Masculinity, Status, and Subordination: Why Working for a Gender Stereotype Violator Causes Men to Lose Status

Men working for female supervisors in male-dominated fields receive lower salaries and lose social status due to their lower perceived masculinity.


Anthropological research shows that different cultures construct different models of appropriate manhood, which are both difficult to achieve and precarious. The workplace is an especially important setting for masculinity to be enacted, evaluated, and validated. When men work in highly feminized occupations (e.g., preschool education, nursing), their masculinity may be called into question, and as a result, men in these occupations tend to engage in strategies to reassert their masculinity. In this paper, the authors investigate whether a man working in a gender incongruent role (such as a man who works for a female supervisor in a traditionally masculine industry or a man who serves as a supervisor in a traditionally feminine industry) has a negative affect on how others rate his status and his annual salary when compared to other individuals assigned in gender congruent conditions.
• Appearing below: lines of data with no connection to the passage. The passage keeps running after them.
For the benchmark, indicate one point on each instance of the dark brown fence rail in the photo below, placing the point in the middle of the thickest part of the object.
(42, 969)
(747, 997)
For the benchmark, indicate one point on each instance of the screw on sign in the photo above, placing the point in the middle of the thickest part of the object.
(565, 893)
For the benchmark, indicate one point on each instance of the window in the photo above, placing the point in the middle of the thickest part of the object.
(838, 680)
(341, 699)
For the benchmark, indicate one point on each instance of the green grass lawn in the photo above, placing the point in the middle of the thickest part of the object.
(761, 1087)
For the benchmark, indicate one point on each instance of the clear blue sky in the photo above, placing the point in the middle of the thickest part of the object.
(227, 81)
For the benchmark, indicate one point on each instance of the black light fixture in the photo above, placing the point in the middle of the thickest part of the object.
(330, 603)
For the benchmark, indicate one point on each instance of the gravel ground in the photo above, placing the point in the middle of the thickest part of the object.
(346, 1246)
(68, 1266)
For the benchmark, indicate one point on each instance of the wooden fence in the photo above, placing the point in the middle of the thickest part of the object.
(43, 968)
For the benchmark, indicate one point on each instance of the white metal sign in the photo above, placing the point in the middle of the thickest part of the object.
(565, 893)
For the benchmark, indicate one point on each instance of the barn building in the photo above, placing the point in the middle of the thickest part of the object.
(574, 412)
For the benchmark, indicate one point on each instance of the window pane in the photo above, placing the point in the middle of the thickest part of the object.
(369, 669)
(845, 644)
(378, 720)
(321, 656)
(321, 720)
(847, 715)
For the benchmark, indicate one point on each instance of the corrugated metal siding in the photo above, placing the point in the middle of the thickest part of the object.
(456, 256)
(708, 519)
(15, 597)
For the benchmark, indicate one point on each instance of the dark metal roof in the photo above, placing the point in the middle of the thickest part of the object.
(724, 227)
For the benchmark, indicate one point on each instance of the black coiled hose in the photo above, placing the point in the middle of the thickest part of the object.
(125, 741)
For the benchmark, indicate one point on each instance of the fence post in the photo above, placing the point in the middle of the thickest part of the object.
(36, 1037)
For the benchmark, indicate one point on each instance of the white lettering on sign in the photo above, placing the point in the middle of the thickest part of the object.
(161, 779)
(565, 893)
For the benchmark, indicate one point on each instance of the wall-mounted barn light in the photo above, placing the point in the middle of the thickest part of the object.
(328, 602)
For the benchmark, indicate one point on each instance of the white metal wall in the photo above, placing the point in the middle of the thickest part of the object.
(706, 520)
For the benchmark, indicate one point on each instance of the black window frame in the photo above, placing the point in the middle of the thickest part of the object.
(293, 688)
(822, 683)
The authors assessed this question by asking participants to read scenarios describing these roles then they rate the workers’ status and assign them an annual salary.


Men who work for women in stereotypically male dominated fields (or work for men in female stereotypical fields) are accorded less status, and in turn, a lower salary. There is no difference for women.

  • Male subordinates of gender-atypical supervisors were accorded lower status, assigned lower salaries, and perceived as significantly less masculine than male subordinates of supervisors in gender-congruent roles.
  • Men who worked for stereotype incongruent supervisors received lower salaries, with a mean salary of $53,371, than men who worked for stereotype congruent supervisors, with a mean salary of $72,173. In contrast, there was no salary difference for female subordinates, who worked for stereotype-incongruent vs. congruent supervisors.
  • The status loss for men with gender-incongruent supervisors was mediated by a perceived lack of masculinity. When male subordinates affirmed their masculinity with conventionally masculine hobbies, they received more status than men whose masculinity was not affirmed in that way (7.91 versus 5.10 on a scale of 1 to 11). Additionally, men who affirmed their masculinity received a higher salary than men who did not ($78,285 compared to $50,606, respectively).

In short, working for a supervisor whose gender is incongruent with their field of work—a male nurse or a female engineer—can carry significant social and economic costs for men, but not for women.


The authors conduct two studies analyzing the relationship between gender deviant supervisors and male subordinates. In Study 1, 73 women and 47 men were randomly assigned to read a scenario that described a male or female assistant, his or her supervisor, and the type of work they did (construction site supervision vs. human resources). Participants were randomly assigned to read scenarios involving either male or female workers in workplaces with either gender-congruent or gender-incongruent supervisors. They were then asked to rank the worker in their scenario in terms of the status, power, and independence they felt he or she deserved, assign them a yearly salary, and rate them according to masculine or feminine traits. In Study 2, the authors experimentally manipulated perceived masculinity to establish its validity as a mediator of bias.